I think this nails the analysis as to why folks were disappointed by TLJ vs. why some of us love it.

I love that Luke was complex, and had a different journey. I also love Rey's journey in that film. I love the character pieces, rather than the ass-kicking.

But I also totally get why the Mando sequence is one of people's faves, and I get why folks like watching a competent hero (because I love those films, too).

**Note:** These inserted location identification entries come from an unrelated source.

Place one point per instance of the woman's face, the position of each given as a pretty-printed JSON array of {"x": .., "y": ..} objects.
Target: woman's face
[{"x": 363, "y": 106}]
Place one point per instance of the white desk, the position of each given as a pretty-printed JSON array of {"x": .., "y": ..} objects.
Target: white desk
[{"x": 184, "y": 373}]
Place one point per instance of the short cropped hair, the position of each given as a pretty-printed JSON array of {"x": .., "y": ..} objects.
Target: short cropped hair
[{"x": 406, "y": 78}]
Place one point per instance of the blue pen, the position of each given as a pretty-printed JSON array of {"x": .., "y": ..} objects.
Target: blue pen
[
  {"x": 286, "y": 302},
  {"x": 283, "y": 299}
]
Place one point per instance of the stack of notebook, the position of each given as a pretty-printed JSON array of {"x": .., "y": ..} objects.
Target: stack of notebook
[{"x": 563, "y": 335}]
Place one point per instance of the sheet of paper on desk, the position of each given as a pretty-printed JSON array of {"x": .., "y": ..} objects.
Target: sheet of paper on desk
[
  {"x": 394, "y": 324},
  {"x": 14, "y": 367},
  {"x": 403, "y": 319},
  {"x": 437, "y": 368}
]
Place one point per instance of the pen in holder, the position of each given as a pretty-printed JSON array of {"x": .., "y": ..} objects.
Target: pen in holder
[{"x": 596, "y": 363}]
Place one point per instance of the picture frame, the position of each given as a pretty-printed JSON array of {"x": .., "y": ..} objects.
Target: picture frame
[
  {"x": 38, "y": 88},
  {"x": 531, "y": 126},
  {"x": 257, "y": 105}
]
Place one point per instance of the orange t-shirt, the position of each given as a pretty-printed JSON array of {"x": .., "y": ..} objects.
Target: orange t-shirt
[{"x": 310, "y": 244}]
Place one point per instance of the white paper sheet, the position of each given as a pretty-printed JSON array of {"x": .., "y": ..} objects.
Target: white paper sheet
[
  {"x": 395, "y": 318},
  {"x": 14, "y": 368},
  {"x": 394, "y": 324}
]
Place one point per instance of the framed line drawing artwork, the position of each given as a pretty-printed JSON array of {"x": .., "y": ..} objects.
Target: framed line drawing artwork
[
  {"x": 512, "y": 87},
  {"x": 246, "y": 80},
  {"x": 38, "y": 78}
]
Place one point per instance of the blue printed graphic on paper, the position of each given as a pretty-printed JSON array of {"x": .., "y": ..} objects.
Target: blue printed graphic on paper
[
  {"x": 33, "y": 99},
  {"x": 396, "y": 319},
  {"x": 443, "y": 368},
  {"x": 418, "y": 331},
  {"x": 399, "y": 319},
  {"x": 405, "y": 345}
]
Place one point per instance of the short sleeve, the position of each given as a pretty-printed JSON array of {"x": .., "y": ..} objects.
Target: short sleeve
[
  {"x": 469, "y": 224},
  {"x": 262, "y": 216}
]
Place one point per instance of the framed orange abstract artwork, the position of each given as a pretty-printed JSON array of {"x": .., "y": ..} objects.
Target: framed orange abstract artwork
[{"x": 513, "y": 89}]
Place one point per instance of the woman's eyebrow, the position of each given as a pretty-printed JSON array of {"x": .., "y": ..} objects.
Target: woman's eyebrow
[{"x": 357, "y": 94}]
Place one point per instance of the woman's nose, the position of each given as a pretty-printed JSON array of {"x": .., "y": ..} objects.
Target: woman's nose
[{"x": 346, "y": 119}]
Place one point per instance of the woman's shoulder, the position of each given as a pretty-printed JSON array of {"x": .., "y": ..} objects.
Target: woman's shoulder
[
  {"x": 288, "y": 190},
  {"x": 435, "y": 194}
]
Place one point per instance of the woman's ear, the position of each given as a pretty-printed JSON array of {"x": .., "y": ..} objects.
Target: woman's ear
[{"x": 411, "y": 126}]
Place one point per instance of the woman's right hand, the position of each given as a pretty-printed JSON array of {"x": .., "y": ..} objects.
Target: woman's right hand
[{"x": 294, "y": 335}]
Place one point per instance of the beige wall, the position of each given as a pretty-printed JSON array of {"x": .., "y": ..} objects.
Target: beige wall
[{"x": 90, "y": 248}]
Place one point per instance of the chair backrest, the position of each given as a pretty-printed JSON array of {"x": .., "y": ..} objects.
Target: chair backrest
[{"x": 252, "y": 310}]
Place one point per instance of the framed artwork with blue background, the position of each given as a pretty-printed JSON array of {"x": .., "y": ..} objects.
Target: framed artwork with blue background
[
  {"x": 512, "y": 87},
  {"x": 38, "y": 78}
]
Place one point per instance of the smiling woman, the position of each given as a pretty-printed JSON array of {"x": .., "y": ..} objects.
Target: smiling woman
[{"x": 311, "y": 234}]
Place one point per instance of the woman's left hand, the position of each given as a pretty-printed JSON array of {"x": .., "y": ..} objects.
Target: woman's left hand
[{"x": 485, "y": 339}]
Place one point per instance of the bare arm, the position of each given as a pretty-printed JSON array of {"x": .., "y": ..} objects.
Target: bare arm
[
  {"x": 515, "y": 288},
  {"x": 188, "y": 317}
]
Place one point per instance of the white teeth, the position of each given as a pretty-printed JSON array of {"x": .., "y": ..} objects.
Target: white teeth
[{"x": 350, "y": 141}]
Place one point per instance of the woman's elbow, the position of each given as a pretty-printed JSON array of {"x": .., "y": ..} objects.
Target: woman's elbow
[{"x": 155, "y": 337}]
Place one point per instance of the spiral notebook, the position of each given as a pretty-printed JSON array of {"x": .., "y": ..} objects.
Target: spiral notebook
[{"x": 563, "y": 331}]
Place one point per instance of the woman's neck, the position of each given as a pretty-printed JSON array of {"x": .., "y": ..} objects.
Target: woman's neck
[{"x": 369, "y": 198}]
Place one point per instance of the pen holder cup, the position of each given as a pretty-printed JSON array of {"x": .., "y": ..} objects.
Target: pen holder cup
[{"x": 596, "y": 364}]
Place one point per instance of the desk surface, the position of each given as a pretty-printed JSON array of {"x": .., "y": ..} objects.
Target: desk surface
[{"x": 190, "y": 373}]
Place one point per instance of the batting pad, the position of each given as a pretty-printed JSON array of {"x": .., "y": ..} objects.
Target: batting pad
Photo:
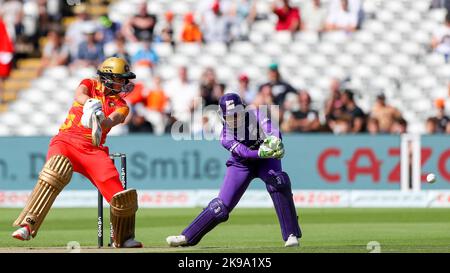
[{"x": 55, "y": 175}]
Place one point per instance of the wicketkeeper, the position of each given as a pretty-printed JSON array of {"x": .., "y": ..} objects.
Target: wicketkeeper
[
  {"x": 78, "y": 147},
  {"x": 256, "y": 150}
]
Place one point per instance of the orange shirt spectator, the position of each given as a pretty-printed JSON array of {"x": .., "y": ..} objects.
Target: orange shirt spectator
[
  {"x": 154, "y": 99},
  {"x": 288, "y": 17},
  {"x": 191, "y": 31}
]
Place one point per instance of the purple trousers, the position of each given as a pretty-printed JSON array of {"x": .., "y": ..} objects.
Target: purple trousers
[{"x": 237, "y": 179}]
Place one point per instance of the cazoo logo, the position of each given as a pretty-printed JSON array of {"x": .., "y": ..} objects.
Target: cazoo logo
[{"x": 73, "y": 2}]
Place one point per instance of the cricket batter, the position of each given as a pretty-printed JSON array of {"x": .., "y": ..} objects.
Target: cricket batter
[
  {"x": 78, "y": 147},
  {"x": 256, "y": 150}
]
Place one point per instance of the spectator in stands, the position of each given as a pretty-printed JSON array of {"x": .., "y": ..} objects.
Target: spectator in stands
[
  {"x": 151, "y": 103},
  {"x": 119, "y": 49},
  {"x": 90, "y": 52},
  {"x": 181, "y": 93},
  {"x": 145, "y": 56},
  {"x": 304, "y": 119},
  {"x": 357, "y": 115},
  {"x": 441, "y": 38},
  {"x": 288, "y": 16},
  {"x": 244, "y": 14},
  {"x": 441, "y": 116},
  {"x": 166, "y": 34},
  {"x": 431, "y": 125},
  {"x": 373, "y": 126},
  {"x": 12, "y": 13},
  {"x": 6, "y": 55},
  {"x": 215, "y": 25},
  {"x": 264, "y": 96},
  {"x": 138, "y": 124},
  {"x": 314, "y": 16},
  {"x": 75, "y": 32},
  {"x": 244, "y": 89},
  {"x": 279, "y": 87},
  {"x": 108, "y": 30},
  {"x": 55, "y": 52},
  {"x": 341, "y": 125},
  {"x": 385, "y": 114},
  {"x": 209, "y": 87},
  {"x": 399, "y": 126},
  {"x": 439, "y": 4},
  {"x": 334, "y": 103},
  {"x": 141, "y": 26},
  {"x": 190, "y": 32},
  {"x": 342, "y": 18}
]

I know there are other things that folks don't like about the sequel trilogy. I have plenty of criticisms, myself. But I think this at least sort of explains one of the biggest divides about TLJ.
So where do I sit who liked neither the Mando nor the TLJ Luke...? XD
 
To be completely honest I think the TLJ concept of Luke is an interesting one. I do think however it was not written well and it was not pulled off successfully neither as an arc nor as a backstory.
The Mando one was very surface level and it irked me that S1 of the Mandalorian had these interesting characters without relying on nostalgia, then the climax of S2 is an ultimate fan service scene robbing them of their own agency.
Guess you can't win.
 
TLJ lost the franchise fans in the first 10 minutes. By the time Luke tossed the lightsaber and then drank blue space-cow milk, the hard feelings were established. The fans were thinking "that's not my Luke Skywalker" and the glue started drying on their opinions.

I cannot think of a clearer example of a movie that needed test-screenings & tweaks. It wouldn't have turned the movie into a fan favorite but it would have reduced the antipathy.